Today, computer technologies are being developed to translate a wide range of mother tongues. At the behest of the European Parliament, for instance, several ambitious programs are working to make documents prepared in English or French intelligible to those who read any of the other nine official languages of the European Union. Even more challenging projects around the world seek to pair English with languages written in non-Roman characters-such as Japanese, Chinese, Greek, Arabic, Russian, Korean, and Vietnamese.

Few of these efforts are designed to provide full machine translation of the documents; rather, their aim is a more limited rendering of some important aspects-such as titles, key words, or abstracts.

Indeed, this may be sufficient if the goal is merely to identify a few particularly valuable documents that a user might then choose to have translated in full, Oard observes.
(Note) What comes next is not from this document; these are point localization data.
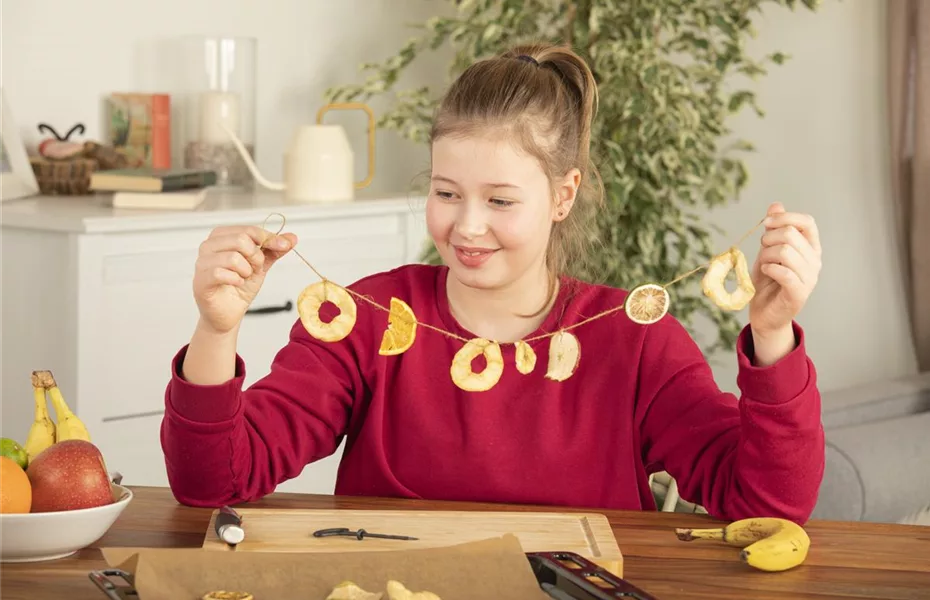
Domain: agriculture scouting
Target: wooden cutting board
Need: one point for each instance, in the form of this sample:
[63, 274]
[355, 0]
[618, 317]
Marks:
[291, 530]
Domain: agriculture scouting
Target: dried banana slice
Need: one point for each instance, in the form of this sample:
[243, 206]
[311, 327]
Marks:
[525, 358]
[308, 306]
[647, 303]
[564, 356]
[397, 591]
[713, 281]
[348, 590]
[468, 380]
[224, 595]
[401, 330]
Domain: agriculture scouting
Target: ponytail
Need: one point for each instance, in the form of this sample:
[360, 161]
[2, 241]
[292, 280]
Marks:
[545, 96]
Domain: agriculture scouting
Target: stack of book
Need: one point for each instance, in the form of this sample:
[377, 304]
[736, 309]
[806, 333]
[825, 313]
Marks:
[146, 187]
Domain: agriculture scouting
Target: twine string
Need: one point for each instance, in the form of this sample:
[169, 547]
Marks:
[269, 236]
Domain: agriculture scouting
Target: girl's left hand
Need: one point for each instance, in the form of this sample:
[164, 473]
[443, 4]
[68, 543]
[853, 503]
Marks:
[785, 272]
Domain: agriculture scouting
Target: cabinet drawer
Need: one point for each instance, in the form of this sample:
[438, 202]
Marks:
[132, 446]
[147, 312]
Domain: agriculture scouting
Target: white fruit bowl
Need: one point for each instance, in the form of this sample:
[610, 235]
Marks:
[30, 537]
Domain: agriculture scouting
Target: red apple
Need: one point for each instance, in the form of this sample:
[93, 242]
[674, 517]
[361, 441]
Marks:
[69, 475]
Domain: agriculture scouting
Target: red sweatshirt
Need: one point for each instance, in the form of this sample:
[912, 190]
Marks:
[642, 400]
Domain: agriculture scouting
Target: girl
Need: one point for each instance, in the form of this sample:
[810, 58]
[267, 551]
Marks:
[507, 209]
The projects could also help electronic browsers identify more circumscribed information, such as images posted on the Internet with captions in a foreign language, names and affiliations of foreign scientists who have conducted research on a topic of interest, or newly coined foreign terms or short quotations in a text.

Even limited cross-language identification and retrieval of electronically stored text represents a tall order, Oard notes.

For instance, even within a single language, commercial database searching remains a fairly unscientific, "seat-of-the-pants thing," observes Richard S. Marcus, an information scientist at the Massachusetts Institute of Technology. What's not well recognized, he says, is that unless someone is an expert in searching or has the services of a good librarian, "you typically are able to retrieve only about 5 percent of the relevant documents available."